In the four weeks since FTX filed for bankruptcy, Bankman-Fried has attempted to portray himself as a somewhat unfortunate CEO who has gotten over his skis and denied allegations that he had defrauded FTX’s customers.
“I did not knowingly commit fraud,” he told the BBC over the weekend. “I didn’t want something like that to happen. I certainly wasn’t nearly as competent as I thought it would be.”
Bankman-Fried was scheduled to appear virtually before the US House Financial Services Committee on Tuesday, which is demanding answers about how the company collapsed and bounced across the digital asset ecosystem. Several crypto companies have shut down operations, frozen customer accounts and, in some cases, filed for bankruptcy themselves as a result of exposure to FTX.
After his arrest, Rep. Maxine Waters, chair of the committee, said Bankman-Fried would not testify Tuesday as scheduled.

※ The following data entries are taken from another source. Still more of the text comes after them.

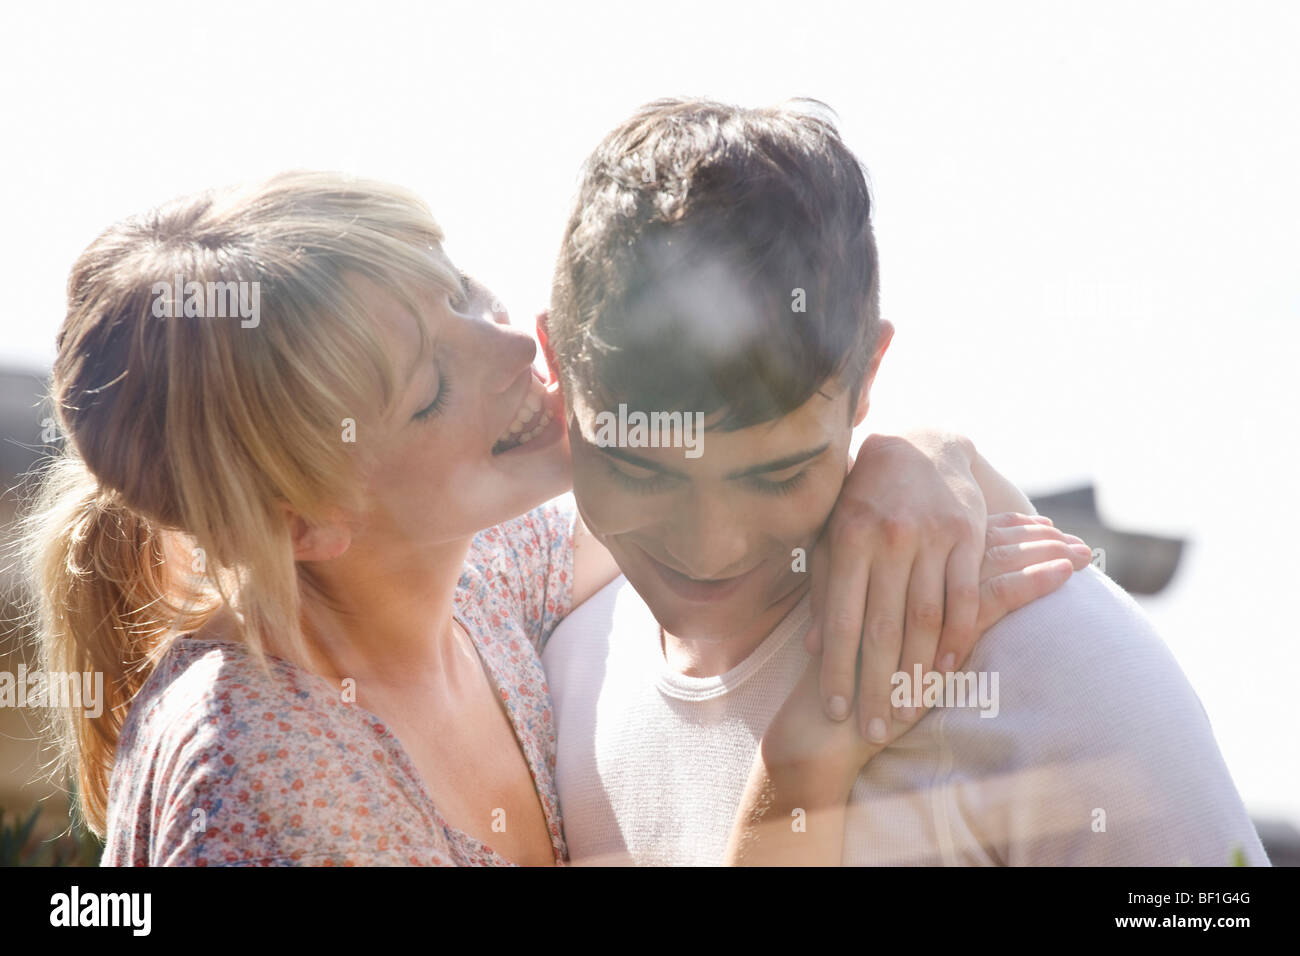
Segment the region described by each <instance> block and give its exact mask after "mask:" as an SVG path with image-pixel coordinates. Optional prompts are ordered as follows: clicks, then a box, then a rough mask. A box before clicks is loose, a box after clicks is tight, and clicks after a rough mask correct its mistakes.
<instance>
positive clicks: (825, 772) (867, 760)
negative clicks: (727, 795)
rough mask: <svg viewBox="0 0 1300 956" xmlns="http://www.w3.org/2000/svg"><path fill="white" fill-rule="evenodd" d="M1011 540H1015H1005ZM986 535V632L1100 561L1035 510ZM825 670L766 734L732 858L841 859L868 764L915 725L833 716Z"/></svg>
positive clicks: (981, 574) (761, 749)
mask: <svg viewBox="0 0 1300 956" xmlns="http://www.w3.org/2000/svg"><path fill="white" fill-rule="evenodd" d="M1009 540H1010V541H1013V542H1014V546H1010V548H1009V546H1006V542H1008V541H1009ZM985 542H987V546H985V550H984V551H983V559H982V563H980V571H979V574H980V576H982V579H983V580H982V583H980V589H979V614H978V618H976V628H978V632H979V633H983V632H984V631H987V630H988V628H989V627H992V626H993V624H995V623H997V622H998V620H1001V619H1002V618H1004V617H1005V615H1006V614H1010V613H1011V611H1014V610H1017V609H1019V607H1023V606H1024V605H1027V604H1030V602H1031V601H1035V600H1037V598H1039V597H1043V596H1044V594H1048V593H1050V592H1053V591H1056V589H1057V588H1060V587H1061V585H1062V584H1065V581H1066V580H1069V578H1070V575H1071V574H1073V572H1074V571H1076V570H1082V568H1084V567H1087V566H1088V562H1089V558H1091V551H1088V553H1087V554H1086V551H1087V545H1082V546H1075V545H1070V544H1067V542H1065V541H1062V540H1061V538H1060V537H1058V536H1057V533H1056V529H1054V528H1052V527H1050V525H1047V524H1043V523H1040V522H1035V520H1034V519H1032V516H1028V515H1019V514H1000V515H995V516H993V518H992V519H991V520H989V531H988V532H987V537H985ZM965 659H966V657H965V656H963V657H962V658H961V659H959V661H958V663H963V662H965ZM819 674H820V666H819V661H818V659H816V657H813V658H810V659H809V665H807V667H806V669H805V671H803V676H802V678H801V680H800V683H798V684H796V687H794V689H793V691H792V692H790V695H789V697H787V700H785V704H783V705H781V709H780V710H779V711H777V714H776V717H775V718H774V719H772V723H771V724H768V728H767V731H766V732H764V734H763V739H762V740H761V741H759V747H758V750H757V752H755V756H754V763H753V766H751V769H750V777H749V780H748V783H746V787H745V793H744V795H742V797H741V803H740V806H738V809H737V813H736V821H735V823H733V827H732V834H731V839H729V840H728V847H727V862H728V864H733V865H759V866H761V865H784V866H792V865H793V866H800V865H820V866H837V865H840V862H841V855H842V849H844V827H845V817H846V804H848V800H849V793H850V791H852V788H853V784H854V782H855V780H857V778H858V774H859V771H861V769H862V767H863V766H865V765H866V763H867V762H868V761H870V760H871V758H872V757H874V756H875V754H876V753H879V752H880V750H881V749H884V747H887V745H888V743H891V741H892V740H894V739H897V737H898V736H901V735H902V734H904V732H905V731H906V728H907V727H909V726H911V723H910V722H909V723H901V722H893V723H892V724H891V728H889V736H888V739H887V740H885V741H883V743H878V741H871V740H867V739H863V736H862V735H861V734H859V732H858V728H857V727H855V726H854V723H853V722H852V721H832V719H829V718H828V717H827V715H826V713H824V710H823V708H822V704H820V695H819V692H818V679H819Z"/></svg>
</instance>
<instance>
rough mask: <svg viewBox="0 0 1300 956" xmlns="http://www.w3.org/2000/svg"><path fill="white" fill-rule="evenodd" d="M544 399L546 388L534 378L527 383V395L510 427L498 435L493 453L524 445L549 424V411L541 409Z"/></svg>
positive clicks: (516, 414)
mask: <svg viewBox="0 0 1300 956" xmlns="http://www.w3.org/2000/svg"><path fill="white" fill-rule="evenodd" d="M545 397H546V386H545V385H542V382H539V381H538V380H537V378H536V377H534V378H532V380H530V381H529V388H528V394H526V395H524V401H523V402H521V403H520V406H519V411H516V412H515V420H513V421H511V423H510V427H508V428H507V429H506V431H504V432H502V433H500V437H499V438H497V444H495V445H494V446H493V451H506V450H507V449H511V447H517V446H520V445H526V444H528V442H530V441H532V440H533V438H536V437H537V436H538V434H541V433H542V429H543V428H546V425H549V424H550V423H551V418H554V416H552V415H551V410H550V408H546V410H543V408H542V405H543V402H542V399H543V398H545Z"/></svg>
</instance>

However, the hearing should continue, beginning with testimony from FTX’s new CEO, John J. Ray III, who took over Bankman-Fried on November 11 and is tasked with guiding the company through the bankruptcy process.
“While I am disappointed we will not be hearing from Mr Bankman-Fried tomorrow, we remain committed to getting to the bottom of what happened,” Waters said in a statement Monday night.
Ray has so far painted a picture of a crypto empire with virtually no corporate controls and a shocking lack of financial and other records.
“The scope of the ongoing investigation is enormous,” Ray said in prepared remarks released Monday ahead of his testimony.
Although the investigation is ongoing, Ray says, FTX’s collapse appears to have resulted from the concentration of power “in the hands of a very small group of grossly inexperienced and undemanding individuals” who have failed to implement virtually any corporate controls.
Ray also notes that “FTX.com client assets have been commingled with Alameda trading platform assets.” This is a key issue for investigators since FTX and Alameda were separate entities on paper.
Bankman-Fried has denied knowingly mixing funds and has sought to distance himself from day-to-day management at Alameda, which has developed a number of high-risk trading strategies such as arbitrage and “yield farming,” aka investing in digital tokens that pay interest-like returns rewards, according to a Wall Street Journal report.
He has admitted mismanaging FTX and not paying enough attention to risk.
“Look, I screwed up,” he told the New York Times’ DealBook Summit late last month. “I was CEO of FTX … I had a responsibility.”
Bankman-Fried also acknowledged the lack of corporate controls and risk management at the companies he oversees.
“There was no one person primarily responsible for client position risk on FTX,” Bankman-Fried told DealBook. “And that feels pretty embarrassing in hindsight.”
One of the key questions surrounding FTX’s collapse stems from a Reuters report last month that said Bankman-Fried installed a “backdoor” in FTX’s accounting system, allowing it to alter the company’s financial records without the Raising red flags from accounting. According to the report, Bankman-Fried used this “backdoor” to transfer $10 billion in FTX client funds to Alameda, the hedge fund, and at least $1 billion is now missing.
Bankman-Fried has denied knowledge of any such backdoor. “I don’t even know how to code,” he said in an interview with cryptocurrency vlogger Tiffany Fong last month.